How to correctly implement in-place Max Norm constraint?

I’m implementing the max norm constraint as detailed in this post. Max Norm would constraint the parameters of a given layer based on the L2 norm of the weights.

It’s my understanding that the operations should be done in-place for memory efficiency. I have the following code.

def forward(self, x):
    x = x.view(-1, n_inputs)
    max_norm_(layer.weight)
    x = layer(x)
return x


def max_norm_(self, w):
    with torch.no_grad():
        norm = w.norm(2, dim=0, keepdim=True)
        desired = torch.clamp(norm, 0, self._max_norm_val)
        w *= (desired / (self._eps + norm))

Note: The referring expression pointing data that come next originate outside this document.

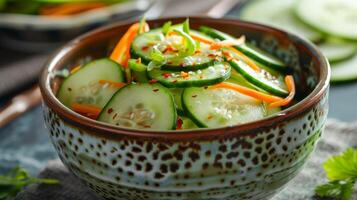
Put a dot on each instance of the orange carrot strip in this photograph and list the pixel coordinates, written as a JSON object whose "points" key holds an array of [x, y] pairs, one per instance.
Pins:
{"points": [[289, 81], [247, 91], [74, 70], [69, 9], [201, 39], [121, 52], [90, 111], [217, 45], [245, 59], [112, 83]]}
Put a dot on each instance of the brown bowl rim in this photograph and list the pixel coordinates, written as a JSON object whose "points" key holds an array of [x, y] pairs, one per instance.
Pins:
{"points": [[111, 131]]}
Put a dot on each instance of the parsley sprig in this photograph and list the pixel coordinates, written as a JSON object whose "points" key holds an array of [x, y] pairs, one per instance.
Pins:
{"points": [[15, 180], [341, 170]]}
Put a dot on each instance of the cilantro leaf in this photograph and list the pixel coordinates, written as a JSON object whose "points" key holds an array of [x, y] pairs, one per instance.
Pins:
{"points": [[342, 167], [341, 170], [341, 190], [16, 179]]}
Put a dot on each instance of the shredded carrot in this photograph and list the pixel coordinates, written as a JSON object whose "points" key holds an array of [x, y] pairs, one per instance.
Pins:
{"points": [[70, 9], [247, 91], [219, 45], [121, 52], [112, 83], [90, 111], [75, 69], [201, 39], [289, 81]]}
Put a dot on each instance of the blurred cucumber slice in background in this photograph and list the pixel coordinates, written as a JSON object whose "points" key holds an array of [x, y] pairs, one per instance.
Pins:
{"points": [[279, 14], [333, 17], [331, 24], [343, 72], [337, 50]]}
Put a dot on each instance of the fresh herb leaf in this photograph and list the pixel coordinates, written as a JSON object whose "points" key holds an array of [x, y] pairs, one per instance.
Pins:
{"points": [[15, 180], [189, 45], [166, 27], [343, 166], [156, 55], [341, 190], [341, 170], [186, 26], [141, 24]]}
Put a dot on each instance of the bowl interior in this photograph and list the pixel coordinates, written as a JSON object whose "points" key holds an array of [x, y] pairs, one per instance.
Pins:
{"points": [[304, 61]]}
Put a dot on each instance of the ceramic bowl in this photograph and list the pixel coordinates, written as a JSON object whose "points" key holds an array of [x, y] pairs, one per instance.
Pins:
{"points": [[249, 161]]}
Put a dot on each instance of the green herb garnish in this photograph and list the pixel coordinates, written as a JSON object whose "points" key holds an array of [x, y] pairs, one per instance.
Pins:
{"points": [[341, 170], [15, 180]]}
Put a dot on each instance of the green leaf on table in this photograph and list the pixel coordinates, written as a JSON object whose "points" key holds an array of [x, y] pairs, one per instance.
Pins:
{"points": [[341, 170], [15, 180], [341, 190], [343, 166]]}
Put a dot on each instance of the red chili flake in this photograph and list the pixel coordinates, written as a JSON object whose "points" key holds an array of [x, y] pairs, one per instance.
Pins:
{"points": [[152, 81], [166, 75], [179, 124], [168, 49], [145, 48], [211, 55]]}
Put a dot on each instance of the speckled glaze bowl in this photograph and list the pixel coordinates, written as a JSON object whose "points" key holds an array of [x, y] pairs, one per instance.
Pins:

Is this the correct way to implementing it? Will this interfere with the optimization step? I’m using torch.no_grad() since we don’t need to get gradients for this operation.

Thanks

It’s likely not memory efficiency that matters here (you’ll have other ops that use more memory and you could do this after the optimizer step when memory is less precious than after the forward) but that you change a parameter that has you want inplace.
The implementation you propose looks like the one you linked, but note that it will scale the weight by norm/(norm+eps) when the norm is within the your bound. This may or may not be desired. If not, it might be better to just clamp away both norm and desired from 0 or so.

Best regards

Thomas

2 Likes

It’s likely not memory efficiency that matters here (you’ll have other ops that use more memory and you could do this after the optimizer step when memory is less precious than after the forward) but that you change a parameter that has you want inplace.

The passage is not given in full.